Rusty Reno summarizes Rabbi Jonathan Sacks’s Erasmus Lecture in NYC. Excerpt: Sacks’ main argument comes in his engagement with Toynbee, who presumed that creative minorities press toward empire, wishing to make their vision of reality universal. The one minority that does not fit into this pattern are Jews, and thus Toynbee dismisses Judaism as historically […]

Rusty Reno summarizes Rabbi Jonathan Sacks’s Erasmus Lecture in NYC. Excerpt:

Sacks’ main argument comes in his engagement with Toynbee, who presumed that creative minorities press toward empire, wishing to make their vision of reality universal. The one minority that does not fit into this pattern are Jews, and thus Toynbee dismisses Judaism as historically impotent. Impotent? What about the Jewish teacher whose name was Jesus?

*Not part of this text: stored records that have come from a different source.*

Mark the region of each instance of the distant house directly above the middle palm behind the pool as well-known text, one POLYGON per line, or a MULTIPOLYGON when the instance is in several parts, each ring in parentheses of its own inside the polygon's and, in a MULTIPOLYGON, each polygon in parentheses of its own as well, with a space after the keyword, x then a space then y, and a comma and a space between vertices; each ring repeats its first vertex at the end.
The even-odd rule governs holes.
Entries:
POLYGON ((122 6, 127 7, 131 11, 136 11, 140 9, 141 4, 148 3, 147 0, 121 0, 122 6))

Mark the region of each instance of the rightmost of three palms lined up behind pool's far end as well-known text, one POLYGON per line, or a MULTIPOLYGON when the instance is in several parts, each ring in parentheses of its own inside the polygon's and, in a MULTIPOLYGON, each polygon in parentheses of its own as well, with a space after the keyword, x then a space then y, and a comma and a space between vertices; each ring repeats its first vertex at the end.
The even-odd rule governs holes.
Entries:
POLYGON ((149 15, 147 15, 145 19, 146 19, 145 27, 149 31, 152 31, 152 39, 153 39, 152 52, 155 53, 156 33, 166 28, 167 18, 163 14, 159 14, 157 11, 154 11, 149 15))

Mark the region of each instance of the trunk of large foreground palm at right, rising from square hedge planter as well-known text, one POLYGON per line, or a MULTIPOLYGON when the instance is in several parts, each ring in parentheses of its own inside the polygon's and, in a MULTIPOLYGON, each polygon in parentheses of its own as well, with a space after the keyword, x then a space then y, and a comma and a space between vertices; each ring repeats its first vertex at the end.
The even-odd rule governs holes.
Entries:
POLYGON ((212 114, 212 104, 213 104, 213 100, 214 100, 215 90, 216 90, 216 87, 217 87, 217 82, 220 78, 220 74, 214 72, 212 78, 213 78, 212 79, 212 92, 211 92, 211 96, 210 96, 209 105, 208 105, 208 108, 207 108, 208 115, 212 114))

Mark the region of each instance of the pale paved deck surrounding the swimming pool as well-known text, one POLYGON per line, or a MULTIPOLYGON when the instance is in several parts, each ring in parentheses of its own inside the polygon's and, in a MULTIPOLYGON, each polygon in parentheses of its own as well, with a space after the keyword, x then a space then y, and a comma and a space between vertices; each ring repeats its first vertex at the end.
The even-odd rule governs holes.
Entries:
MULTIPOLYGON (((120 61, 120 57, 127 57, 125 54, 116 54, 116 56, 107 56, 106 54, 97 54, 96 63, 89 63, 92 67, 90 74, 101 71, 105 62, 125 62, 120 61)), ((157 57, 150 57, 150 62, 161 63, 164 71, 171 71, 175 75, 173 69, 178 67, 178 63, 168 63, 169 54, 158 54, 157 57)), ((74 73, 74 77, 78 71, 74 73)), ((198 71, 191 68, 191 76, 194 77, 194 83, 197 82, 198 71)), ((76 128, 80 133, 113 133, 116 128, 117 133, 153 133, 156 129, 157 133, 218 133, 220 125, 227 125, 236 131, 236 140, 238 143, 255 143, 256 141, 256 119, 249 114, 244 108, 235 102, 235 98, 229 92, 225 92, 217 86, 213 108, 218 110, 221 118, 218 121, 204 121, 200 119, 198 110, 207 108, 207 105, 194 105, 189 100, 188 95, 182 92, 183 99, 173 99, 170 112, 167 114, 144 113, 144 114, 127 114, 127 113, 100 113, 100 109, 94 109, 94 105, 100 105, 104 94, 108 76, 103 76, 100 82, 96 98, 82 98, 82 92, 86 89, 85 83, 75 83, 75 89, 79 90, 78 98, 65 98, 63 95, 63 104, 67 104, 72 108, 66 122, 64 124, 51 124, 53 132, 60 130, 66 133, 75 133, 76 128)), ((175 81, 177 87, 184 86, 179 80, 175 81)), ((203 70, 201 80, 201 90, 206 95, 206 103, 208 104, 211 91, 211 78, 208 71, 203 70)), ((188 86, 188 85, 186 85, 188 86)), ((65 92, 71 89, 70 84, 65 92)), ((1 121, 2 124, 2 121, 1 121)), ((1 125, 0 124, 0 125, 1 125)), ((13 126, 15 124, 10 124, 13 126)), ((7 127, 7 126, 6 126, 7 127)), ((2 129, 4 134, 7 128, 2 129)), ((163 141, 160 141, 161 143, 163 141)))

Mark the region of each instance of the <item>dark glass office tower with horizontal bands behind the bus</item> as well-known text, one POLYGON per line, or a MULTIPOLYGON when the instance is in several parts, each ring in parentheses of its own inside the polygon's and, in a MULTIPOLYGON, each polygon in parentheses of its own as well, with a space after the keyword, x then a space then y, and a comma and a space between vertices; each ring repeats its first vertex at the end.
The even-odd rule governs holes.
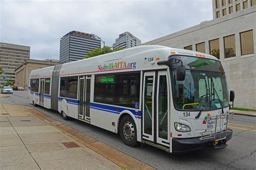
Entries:
POLYGON ((93 34, 71 31, 60 38, 59 61, 66 63, 82 60, 88 51, 100 48, 100 42, 93 34))

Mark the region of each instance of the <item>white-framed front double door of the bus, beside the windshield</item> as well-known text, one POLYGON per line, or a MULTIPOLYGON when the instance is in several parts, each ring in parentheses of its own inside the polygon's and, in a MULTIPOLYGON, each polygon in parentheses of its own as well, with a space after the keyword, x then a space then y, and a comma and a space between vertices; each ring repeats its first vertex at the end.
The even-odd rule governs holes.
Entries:
POLYGON ((170 146, 170 89, 167 71, 145 72, 143 86, 143 140, 170 146))

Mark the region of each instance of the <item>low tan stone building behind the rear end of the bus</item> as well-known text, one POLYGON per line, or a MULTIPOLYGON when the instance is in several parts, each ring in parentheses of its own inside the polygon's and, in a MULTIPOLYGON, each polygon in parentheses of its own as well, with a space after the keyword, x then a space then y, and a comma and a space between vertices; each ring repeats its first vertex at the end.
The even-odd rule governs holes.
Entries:
POLYGON ((15 76, 16 76, 16 84, 17 86, 24 87, 24 89, 28 88, 29 84, 29 74, 32 70, 44 68, 44 67, 50 67, 59 65, 60 62, 56 61, 42 61, 42 60, 26 60, 21 65, 16 67, 15 69, 15 76))

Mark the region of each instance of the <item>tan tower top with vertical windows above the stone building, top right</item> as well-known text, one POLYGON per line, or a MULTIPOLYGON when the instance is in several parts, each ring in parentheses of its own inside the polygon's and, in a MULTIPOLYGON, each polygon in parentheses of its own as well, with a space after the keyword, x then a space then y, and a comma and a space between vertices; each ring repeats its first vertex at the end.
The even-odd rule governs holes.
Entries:
POLYGON ((213 0, 213 18, 219 18, 256 5, 256 0, 213 0))

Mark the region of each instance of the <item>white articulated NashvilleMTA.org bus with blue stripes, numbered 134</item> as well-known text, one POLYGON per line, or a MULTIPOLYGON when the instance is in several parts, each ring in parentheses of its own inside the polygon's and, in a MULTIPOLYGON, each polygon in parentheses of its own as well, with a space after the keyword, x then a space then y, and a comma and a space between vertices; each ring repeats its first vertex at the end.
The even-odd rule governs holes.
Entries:
POLYGON ((234 92, 220 61, 185 49, 139 46, 33 70, 28 98, 118 133, 129 146, 184 153, 225 148, 232 137, 234 92))

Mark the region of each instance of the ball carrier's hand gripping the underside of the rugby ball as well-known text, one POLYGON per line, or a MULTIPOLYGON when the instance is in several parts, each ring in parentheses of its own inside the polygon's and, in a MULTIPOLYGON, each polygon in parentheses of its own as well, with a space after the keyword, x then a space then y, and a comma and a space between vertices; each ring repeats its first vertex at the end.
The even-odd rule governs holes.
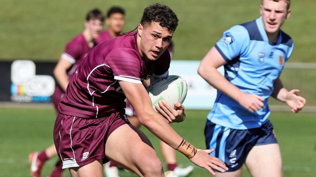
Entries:
POLYGON ((158 113, 163 115, 167 122, 182 122, 186 118, 185 107, 179 103, 174 103, 173 109, 166 101, 159 101, 156 105, 156 110, 158 113))

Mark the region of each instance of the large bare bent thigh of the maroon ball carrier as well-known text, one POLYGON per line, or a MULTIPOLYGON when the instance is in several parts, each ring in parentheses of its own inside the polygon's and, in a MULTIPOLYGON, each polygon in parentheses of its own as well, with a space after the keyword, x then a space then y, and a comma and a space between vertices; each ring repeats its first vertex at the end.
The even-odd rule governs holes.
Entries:
POLYGON ((139 171, 162 170, 149 139, 139 129, 125 124, 115 129, 105 145, 105 155, 139 175, 139 171))

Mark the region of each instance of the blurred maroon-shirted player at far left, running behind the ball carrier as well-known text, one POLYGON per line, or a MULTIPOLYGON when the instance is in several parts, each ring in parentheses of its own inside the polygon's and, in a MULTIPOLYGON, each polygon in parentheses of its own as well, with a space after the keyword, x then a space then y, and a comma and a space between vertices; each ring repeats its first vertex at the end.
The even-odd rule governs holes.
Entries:
MULTIPOLYGON (((93 9, 86 15, 84 23, 85 29, 82 33, 75 36, 65 48, 56 67, 54 69, 54 76, 57 80, 55 93, 53 95, 54 106, 57 111, 58 103, 63 97, 67 85, 69 83, 69 76, 74 73, 76 66, 89 53, 89 51, 96 45, 95 39, 103 29, 104 16, 98 9, 93 9)), ((34 152, 30 154, 31 174, 33 177, 40 177, 42 166, 45 161, 57 155, 55 145, 51 145, 41 152, 34 152)), ((60 161, 56 163, 56 167, 49 177, 61 177, 62 164, 60 161)))

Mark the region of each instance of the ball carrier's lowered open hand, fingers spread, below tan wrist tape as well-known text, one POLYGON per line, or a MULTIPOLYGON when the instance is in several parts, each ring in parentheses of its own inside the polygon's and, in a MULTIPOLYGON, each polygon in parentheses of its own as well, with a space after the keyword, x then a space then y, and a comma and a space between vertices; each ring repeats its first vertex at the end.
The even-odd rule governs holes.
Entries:
POLYGON ((212 175, 216 175, 214 170, 219 172, 226 172, 228 168, 223 163, 223 161, 209 155, 209 153, 213 151, 214 149, 198 149, 198 152, 190 159, 190 161, 192 161, 199 167, 205 168, 212 175))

Here Sacks zeroes in on Toynbee’s one-sided grasp of culture, which assumes what Sacks calls the Hellenistic view in which influence always seeks to maximize itself through domination. But there is also the Hebraic view. This view does not seek to become universal; it does not construct an empire. Its influence comes from the particularity of love, or to use more traditional theological terms, faithfulness to covenant.

The analysis Sacks provides helps us see that from the Enlightenment forward progressives and liberals were a creative minority of Toynbee’s sort. They sought to displace the ancien regime. They succeeded. Today the West is under their domination. Thus our age promises a new universal empire, one characterized primarily by globalized economic relations and animated by a doctrine of universal human rights.

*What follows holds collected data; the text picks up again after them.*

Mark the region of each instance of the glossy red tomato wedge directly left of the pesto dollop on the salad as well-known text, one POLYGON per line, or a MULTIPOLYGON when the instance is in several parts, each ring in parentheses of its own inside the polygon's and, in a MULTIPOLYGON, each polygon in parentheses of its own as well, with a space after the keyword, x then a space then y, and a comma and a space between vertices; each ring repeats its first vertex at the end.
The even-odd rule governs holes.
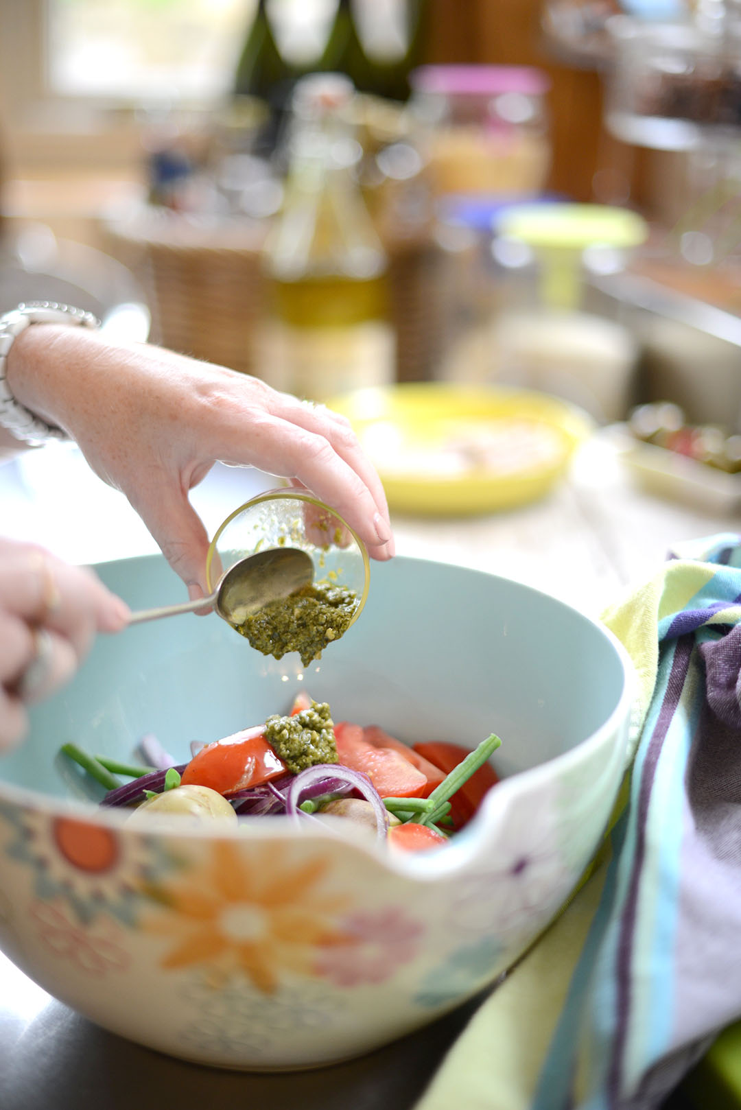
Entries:
POLYGON ((243 728, 233 736, 207 744, 182 773, 183 786, 210 786, 219 794, 236 794, 260 786, 288 770, 264 738, 264 726, 243 728))

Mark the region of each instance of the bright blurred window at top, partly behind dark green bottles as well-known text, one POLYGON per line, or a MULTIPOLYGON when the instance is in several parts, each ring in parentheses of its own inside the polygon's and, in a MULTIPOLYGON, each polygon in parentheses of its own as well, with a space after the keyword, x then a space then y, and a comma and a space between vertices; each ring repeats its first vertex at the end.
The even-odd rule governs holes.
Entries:
MULTIPOLYGON (((228 91, 257 0, 47 0, 46 73, 52 95, 203 100, 228 91)), ((283 53, 319 57, 337 0, 269 0, 283 53)), ((404 49, 400 0, 356 0, 371 53, 404 49)))

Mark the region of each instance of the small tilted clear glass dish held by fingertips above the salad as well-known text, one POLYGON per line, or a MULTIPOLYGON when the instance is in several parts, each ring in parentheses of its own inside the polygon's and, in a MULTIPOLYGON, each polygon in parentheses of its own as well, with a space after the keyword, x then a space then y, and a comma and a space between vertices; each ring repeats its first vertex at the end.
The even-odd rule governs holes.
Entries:
POLYGON ((236 508, 216 531, 206 557, 209 593, 239 559, 272 547, 298 547, 314 565, 316 585, 352 589, 358 604, 351 627, 362 613, 370 586, 364 543, 334 509, 300 490, 269 490, 236 508))

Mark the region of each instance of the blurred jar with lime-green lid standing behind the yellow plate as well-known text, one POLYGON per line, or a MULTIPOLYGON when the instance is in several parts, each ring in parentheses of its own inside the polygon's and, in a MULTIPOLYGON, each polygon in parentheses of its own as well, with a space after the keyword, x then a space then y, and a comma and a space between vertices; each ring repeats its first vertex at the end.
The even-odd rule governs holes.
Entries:
POLYGON ((554 393, 601 423, 623 420, 639 346, 588 304, 588 279, 624 269, 648 225, 627 209, 524 204, 495 221, 500 311, 491 342, 502 382, 554 393))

Christians differ from Jews. Christianity has a missionary impulse that seeks universality. But the similarities are strong as well, not just in the concentration of Jewish particularity in the person of Jesus, but also in our historical moment. In the new secular Enlightenment empire Christians are becoming more and more like Jews. We are a discordant minority, whom modern secular liberalism treats as an archaic residue of an earlier era that has been superseded by reason and progress—an ironic recapitulation of the ways in which Jews were so often treated by the dominant Christian majority in earlier centuries.

So, believing Jews have always been a creative minority, and now they’re fast being joined by believing Christians. Reno says that Rabbi Sacks did not dismiss the seriousness of the present moment’s challenges, but offered “a pathway for creative hope rather than impotent anger.”